The Journal reported today that Google is rethinking the issue, known in wonkish circles as "network neutrality," and approaching telecom companies about paying them for access to their networks. Richard Whitt, a Google lawyer who works on telecom issues, called the article "confused," and conveniently forgot uttering a statement he was quoted as saying. The Journal is standing by its story.

The only confusion here is whether Google thinks reporters need its permission to uncover important stories.

The arrangement is clever enough; it involves placing Google servers deep with the telecom companies' networks, reducing the cost to the telcos for carrying Google content over their wires. In theory, anyone can do it — which is why Google spokesman Richard Whitt is claiming it doesn't violate their stance on network neutrality, a cause célèbre of Silicon Valley which has failed to resonate farther than 50 miles from the campus of Stanford University.

Some say Google's proposal, dubbed OpenEdge, is clearly malicious, a contravention of its corporate slogan, "Don't be evil." But I'd argue that Google's use of network neutrality has always been evil.
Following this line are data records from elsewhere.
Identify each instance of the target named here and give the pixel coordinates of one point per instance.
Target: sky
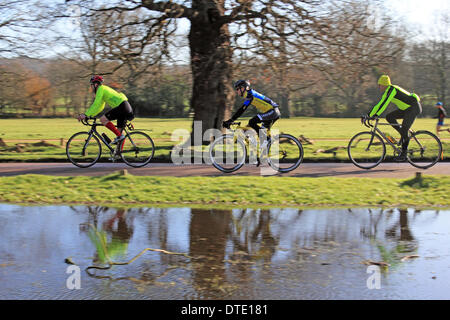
(419, 13)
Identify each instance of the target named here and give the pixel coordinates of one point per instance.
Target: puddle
(228, 254)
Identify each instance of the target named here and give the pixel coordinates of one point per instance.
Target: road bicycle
(368, 149)
(84, 149)
(229, 152)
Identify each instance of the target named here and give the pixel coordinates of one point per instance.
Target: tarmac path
(321, 169)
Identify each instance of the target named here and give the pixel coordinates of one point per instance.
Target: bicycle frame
(241, 134)
(374, 129)
(93, 131)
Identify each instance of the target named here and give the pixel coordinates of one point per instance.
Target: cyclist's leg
(410, 115)
(125, 114)
(254, 123)
(392, 119)
(106, 121)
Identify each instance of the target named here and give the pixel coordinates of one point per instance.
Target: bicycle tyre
(131, 140)
(297, 157)
(240, 161)
(365, 162)
(73, 150)
(417, 148)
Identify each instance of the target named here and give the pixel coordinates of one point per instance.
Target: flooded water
(224, 254)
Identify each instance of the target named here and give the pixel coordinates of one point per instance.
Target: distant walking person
(121, 109)
(441, 116)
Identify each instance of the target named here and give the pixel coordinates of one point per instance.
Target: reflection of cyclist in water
(120, 232)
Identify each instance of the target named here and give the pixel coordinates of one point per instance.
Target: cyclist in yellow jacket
(408, 109)
(121, 109)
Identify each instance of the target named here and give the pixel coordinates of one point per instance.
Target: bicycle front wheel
(284, 153)
(227, 153)
(137, 149)
(366, 150)
(424, 150)
(83, 149)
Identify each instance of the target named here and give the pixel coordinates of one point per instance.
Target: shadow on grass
(420, 182)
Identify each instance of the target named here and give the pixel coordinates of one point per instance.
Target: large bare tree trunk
(211, 62)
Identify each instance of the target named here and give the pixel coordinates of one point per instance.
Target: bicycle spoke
(83, 150)
(424, 149)
(285, 153)
(137, 149)
(366, 150)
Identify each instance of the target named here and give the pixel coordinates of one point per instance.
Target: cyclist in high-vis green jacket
(120, 108)
(408, 109)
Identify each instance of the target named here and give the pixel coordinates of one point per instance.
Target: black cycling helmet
(241, 84)
(96, 78)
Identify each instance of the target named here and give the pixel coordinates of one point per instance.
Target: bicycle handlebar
(231, 124)
(85, 121)
(365, 120)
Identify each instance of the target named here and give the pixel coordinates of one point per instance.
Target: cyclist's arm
(384, 102)
(98, 105)
(241, 110)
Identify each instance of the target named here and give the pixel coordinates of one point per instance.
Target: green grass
(327, 133)
(129, 190)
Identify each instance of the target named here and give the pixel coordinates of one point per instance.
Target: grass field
(330, 136)
(119, 190)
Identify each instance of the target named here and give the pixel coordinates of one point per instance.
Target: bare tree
(355, 49)
(216, 29)
(431, 61)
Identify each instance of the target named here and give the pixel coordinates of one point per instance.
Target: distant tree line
(313, 58)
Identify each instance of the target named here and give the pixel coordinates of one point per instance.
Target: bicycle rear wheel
(284, 153)
(366, 150)
(227, 153)
(137, 149)
(424, 150)
(83, 149)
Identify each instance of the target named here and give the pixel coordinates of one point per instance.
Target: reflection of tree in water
(229, 242)
(209, 231)
(109, 233)
(397, 229)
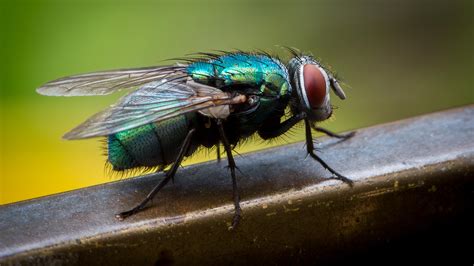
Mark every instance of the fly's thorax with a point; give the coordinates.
(311, 84)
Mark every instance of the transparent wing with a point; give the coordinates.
(106, 82)
(155, 101)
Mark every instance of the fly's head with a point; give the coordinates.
(311, 86)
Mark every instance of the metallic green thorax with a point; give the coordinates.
(256, 70)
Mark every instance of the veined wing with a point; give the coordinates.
(156, 101)
(106, 82)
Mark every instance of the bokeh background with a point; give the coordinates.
(401, 58)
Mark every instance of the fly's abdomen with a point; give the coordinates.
(150, 145)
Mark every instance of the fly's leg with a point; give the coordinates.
(218, 150)
(310, 149)
(232, 166)
(334, 135)
(169, 175)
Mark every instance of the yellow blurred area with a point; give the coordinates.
(401, 58)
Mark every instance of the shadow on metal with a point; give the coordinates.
(414, 190)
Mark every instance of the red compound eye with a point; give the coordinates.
(315, 85)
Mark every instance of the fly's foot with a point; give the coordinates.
(348, 135)
(121, 216)
(236, 219)
(343, 179)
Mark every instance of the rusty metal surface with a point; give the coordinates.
(408, 174)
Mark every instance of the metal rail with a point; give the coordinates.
(412, 177)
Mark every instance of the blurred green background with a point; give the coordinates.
(401, 58)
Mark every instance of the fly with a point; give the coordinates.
(209, 100)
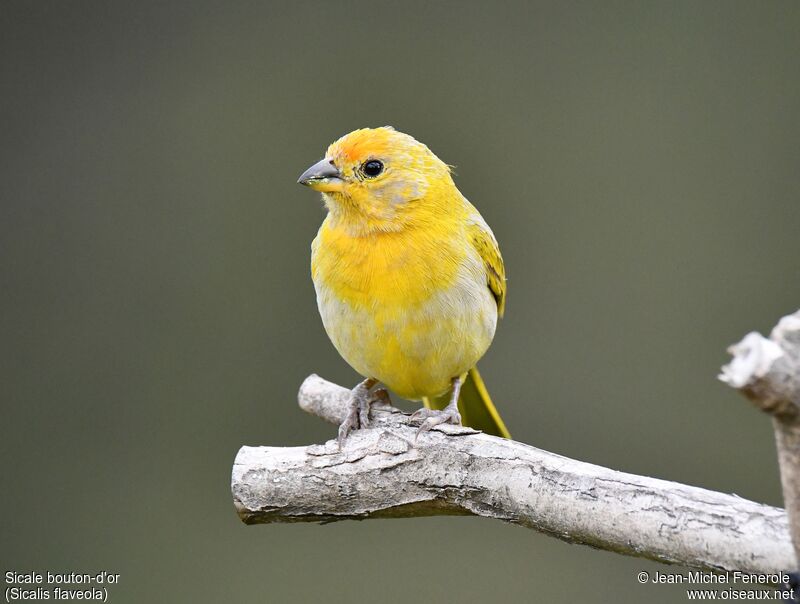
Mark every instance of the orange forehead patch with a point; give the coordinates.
(364, 143)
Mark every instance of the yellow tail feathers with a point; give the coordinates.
(475, 406)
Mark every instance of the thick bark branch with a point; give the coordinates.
(767, 371)
(384, 472)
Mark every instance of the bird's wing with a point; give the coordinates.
(485, 244)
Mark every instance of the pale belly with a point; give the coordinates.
(415, 350)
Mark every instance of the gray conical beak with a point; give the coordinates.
(322, 171)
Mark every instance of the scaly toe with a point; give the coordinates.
(433, 418)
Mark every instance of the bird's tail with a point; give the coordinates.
(474, 404)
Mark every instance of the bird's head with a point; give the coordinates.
(379, 178)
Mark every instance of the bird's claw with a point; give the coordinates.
(434, 417)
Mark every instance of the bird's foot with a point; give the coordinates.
(434, 417)
(360, 400)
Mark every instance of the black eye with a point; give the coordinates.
(372, 168)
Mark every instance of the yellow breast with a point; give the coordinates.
(410, 308)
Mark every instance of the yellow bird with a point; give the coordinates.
(409, 278)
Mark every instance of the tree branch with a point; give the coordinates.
(767, 371)
(383, 472)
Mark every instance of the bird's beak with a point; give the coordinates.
(322, 176)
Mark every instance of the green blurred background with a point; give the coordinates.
(638, 162)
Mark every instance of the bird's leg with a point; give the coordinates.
(434, 417)
(358, 416)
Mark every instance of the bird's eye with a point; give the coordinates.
(372, 168)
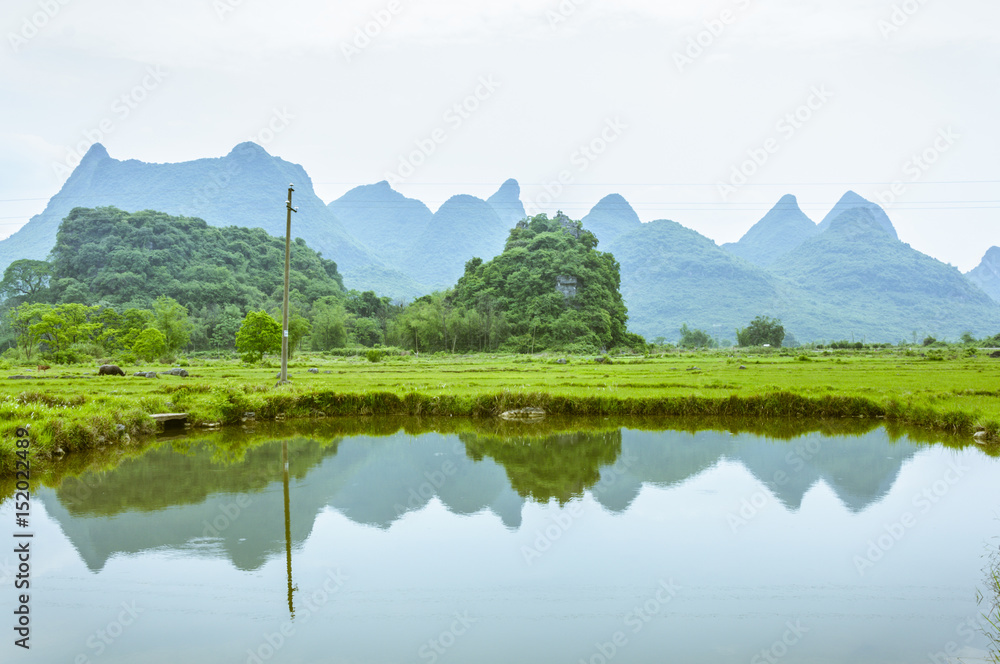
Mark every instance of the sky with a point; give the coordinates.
(703, 112)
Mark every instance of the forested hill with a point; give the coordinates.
(549, 288)
(246, 187)
(128, 260)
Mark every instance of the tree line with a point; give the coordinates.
(150, 285)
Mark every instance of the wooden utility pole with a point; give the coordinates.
(283, 377)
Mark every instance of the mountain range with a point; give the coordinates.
(847, 277)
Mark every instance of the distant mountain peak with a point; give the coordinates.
(97, 151)
(780, 231)
(788, 201)
(616, 201)
(248, 149)
(850, 201)
(611, 217)
(987, 274)
(506, 202)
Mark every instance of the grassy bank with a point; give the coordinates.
(76, 410)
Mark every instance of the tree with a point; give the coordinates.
(259, 334)
(25, 280)
(23, 321)
(328, 329)
(172, 320)
(298, 327)
(150, 344)
(761, 331)
(224, 333)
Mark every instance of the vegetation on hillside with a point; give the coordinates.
(513, 301)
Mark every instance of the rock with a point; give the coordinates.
(523, 414)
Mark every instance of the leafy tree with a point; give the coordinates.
(63, 325)
(23, 321)
(298, 328)
(150, 344)
(761, 331)
(514, 297)
(328, 330)
(367, 332)
(171, 318)
(223, 335)
(128, 259)
(25, 280)
(259, 334)
(121, 331)
(695, 338)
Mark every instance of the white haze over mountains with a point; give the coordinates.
(657, 101)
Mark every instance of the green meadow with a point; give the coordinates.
(71, 409)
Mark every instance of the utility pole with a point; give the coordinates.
(283, 378)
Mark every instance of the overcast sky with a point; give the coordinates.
(662, 102)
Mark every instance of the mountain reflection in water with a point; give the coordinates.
(181, 496)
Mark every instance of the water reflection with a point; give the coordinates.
(517, 544)
(183, 496)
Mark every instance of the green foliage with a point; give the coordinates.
(328, 329)
(259, 334)
(171, 319)
(695, 338)
(25, 280)
(513, 301)
(110, 255)
(150, 344)
(761, 331)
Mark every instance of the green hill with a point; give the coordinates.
(672, 275)
(987, 274)
(867, 284)
(109, 255)
(852, 201)
(247, 188)
(611, 217)
(550, 288)
(506, 202)
(463, 228)
(382, 219)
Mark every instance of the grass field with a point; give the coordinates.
(72, 409)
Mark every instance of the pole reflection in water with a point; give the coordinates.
(288, 527)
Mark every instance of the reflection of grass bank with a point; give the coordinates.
(231, 445)
(86, 411)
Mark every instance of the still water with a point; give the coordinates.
(608, 546)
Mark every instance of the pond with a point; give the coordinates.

Google has not advanced network neutrality because it believes in some namby-pamby principle like the openness of the Internet; it is a cudgel with which it has beat the telecom companies over the head, threatening government regulation if they did not cut Google a deal on favorable terms.

Googlers are intelligent sorts, well-trained in the arts of Big-Brother doublethink. (I almost expect them to change the motto to "Don't be ungood.") Whitt argues that Google's caching efforts aren't evil, because anyone can pursue the same arrangements. Anyone who, like Google, has $14 billion in the bank, that is. Google isn't evil. It's just fabulously rich. And Googlers believe in a level playing field — for anyone who has as much cash to throw around as they do.